Cannes’da hemen her yıl skandal yaratan bir film çıkar. Bunun örneğin benim başladığım 70’lerde, Marco Ferreri’nin Ölesiye Tıkınmak veya Alan Parker’in Geceyarısı Ekspresi filmleri olduğunu hatırlarım.
Bu yıl da bu onur Danimarkalı genç yönetmen Nicolas Winding Refn’e nasip oldu. Ve geçen yıllarda Drive, Only God Forgives gibi filmleri tür sinemasını yeniden yorumlayan ve büyük ilgi gören yönetmen, yarışmadaki filmi The Neon Demon- Neon Şeytan’la ortalığı altüst etti. Önceki gece ilk gösterimi ıslıklarla karşılanan filmin basın toplantısı da aynı hava içinde geçti.
Film ün aramak için Hollywood’a gelen 16 yaşındaki bir kızın öyküsünü anlatıyor. Genç ve güzel Jessy burada internetten tanıştığı bir genç adamla çıkıyor, ünlü bir yapımcıyla, sonra büyük şöhret yapmış bir fotoğrafçıyla tanışıyor.
Birkaç türü birbirine karıştıran bu son derece özel, hatta garip film birçok farklı şeyi aynı anda sunmayı deniyor. Bir gerilim, bir korku, hatta bir vampir filmi... Öte yandan, bir Los Angeles parodisi, bir estetik erotizm denemesi...
Ama skandal yanı daha çok erotizminden kaynaklanıyor. Ana kişileri hep kadınlar olan ve erkekleri sadece birer aksesuar gibi kullanan filmin erotizmi de hemen sadece kadınlar arası ilişkilerde ortaya çıkıyor. Ve lezbiyen sevişmeler oldukça aşırı kullanılışlarıyla filme damgasını vuruyor.
Bu iddialı, ama iddialarının büyük bölümünü gerçekleştiremeyen film, Cannes’da uzun yıllardır gösterilen belki en cüretkar erotik film örneği. Buna karşın ve görsellikten müziğe tüm cilasının ardında, bu denli tekdüze ve sıkıcı olmayı başarması şaşırtıcı. Ve belki asıl skandal orada yatıyor!...
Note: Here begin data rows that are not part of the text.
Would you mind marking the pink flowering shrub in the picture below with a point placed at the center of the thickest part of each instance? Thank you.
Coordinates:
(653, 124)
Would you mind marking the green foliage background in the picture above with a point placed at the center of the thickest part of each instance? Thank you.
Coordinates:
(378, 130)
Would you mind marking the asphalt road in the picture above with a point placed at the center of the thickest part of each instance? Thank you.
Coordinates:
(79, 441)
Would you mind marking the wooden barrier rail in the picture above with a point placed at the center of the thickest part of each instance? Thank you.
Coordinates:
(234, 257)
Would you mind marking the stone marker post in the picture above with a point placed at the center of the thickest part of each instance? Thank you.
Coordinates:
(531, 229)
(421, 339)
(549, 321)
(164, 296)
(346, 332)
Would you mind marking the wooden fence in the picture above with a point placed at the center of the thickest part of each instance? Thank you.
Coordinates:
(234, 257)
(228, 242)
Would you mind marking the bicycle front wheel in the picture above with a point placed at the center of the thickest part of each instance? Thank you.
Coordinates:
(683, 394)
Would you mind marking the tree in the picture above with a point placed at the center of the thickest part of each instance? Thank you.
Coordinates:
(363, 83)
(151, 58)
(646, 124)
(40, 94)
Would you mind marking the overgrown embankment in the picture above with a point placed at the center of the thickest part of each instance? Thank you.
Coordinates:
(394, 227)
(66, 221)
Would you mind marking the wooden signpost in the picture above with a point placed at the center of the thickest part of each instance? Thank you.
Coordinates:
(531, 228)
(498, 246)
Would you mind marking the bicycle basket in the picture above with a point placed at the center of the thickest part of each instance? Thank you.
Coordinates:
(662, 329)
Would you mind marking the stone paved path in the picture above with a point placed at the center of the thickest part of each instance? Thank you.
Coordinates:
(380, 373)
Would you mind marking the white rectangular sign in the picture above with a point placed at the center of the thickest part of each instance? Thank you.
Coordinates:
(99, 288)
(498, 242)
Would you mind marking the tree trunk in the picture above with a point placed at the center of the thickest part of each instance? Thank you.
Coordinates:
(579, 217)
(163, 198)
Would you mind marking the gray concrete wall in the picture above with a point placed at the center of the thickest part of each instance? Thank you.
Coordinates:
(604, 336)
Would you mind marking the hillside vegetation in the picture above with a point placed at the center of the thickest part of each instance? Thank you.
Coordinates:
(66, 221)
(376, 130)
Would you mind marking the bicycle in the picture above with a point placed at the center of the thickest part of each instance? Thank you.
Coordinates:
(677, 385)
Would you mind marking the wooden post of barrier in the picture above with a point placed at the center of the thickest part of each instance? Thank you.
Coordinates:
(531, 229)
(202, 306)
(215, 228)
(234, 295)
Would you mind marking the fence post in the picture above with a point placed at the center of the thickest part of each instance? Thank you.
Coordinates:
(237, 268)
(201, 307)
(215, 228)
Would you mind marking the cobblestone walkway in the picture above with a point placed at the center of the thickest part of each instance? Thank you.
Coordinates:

Altın palmiye kime gidecek?
Yarın akşam verilecek olan ödüllerde Altın Palmiye kime gidecek? Şu satırları yazdığımda katılan filmlerden sadece ikisini henüz görmedim: İranlı Aşgar Farhadi’nin Satıcı. Ve Hollandalı Paul Verhoeven’in Elle- O Kadın.
Bunların dışında hem kişisel zevkime, hem etrafa kulak verip bir de eleştirmenlerin yıldız tablolarına bakınca, öne çıkan film Alman yapımı, Maren Ade imzalı Toni Erdmann oluyor. Ardından gelen filmler Kleber Mendonca Filho imzalı Brezilya filmi Aquarius ve Cristi Piu imzalı Romen filmi Sieranevada.
Sonrasında ABD’den Jim Jarmusch’un Paterson ve Jeff Nichols’un Loving filmleri var. Yine ABD’den Andrea Arnold imzalı American Honey de listeye sızabilir.
Ama son gün gösterilen Sean Penn filmi The Last Face- Son Yüz kimseyi ikna etmedi. Afrika’da geçen çarpıcı konusuna ve Charlize Theron, Javier Bardem ve Jean Reno’dan oluşan kadrosuna rağmen...
Kötü bir yıl geçiren Fransız sinemasından pek umut yok. Bruo Dumont’un Ma Loute ve Olivier Assayas’ın Personal Shopper filmleri en çok tartışılan ve seyirciyi ikiye bölen filmler oldu. Nicole Garcia’nın Mal de Pierres- Ay Ülkesinden filmi belli bir yan ödül alabilir. Kendi adıma bu sinemaya bu yıl pek şans vermiyorum.
İngiliz ustası Ken Loach’un Ben, Daniel Black, İspanyol Pedro Almodovar’ın Julieta, Belçikalı Dardenne Kardeşler’in Bilinmeyen Kız filmleri makul ölçüde ilgi gördü. Ama ödül almaları kolay değil. Çünkü yönetmenlerinin bilinen parlak kariyerlerine çok da büyük yenilik getirmiyorlar.
Sonucu ancak pazar akşamı yapılacak törende öğrenecek ve yorumlamaya çalışacağız.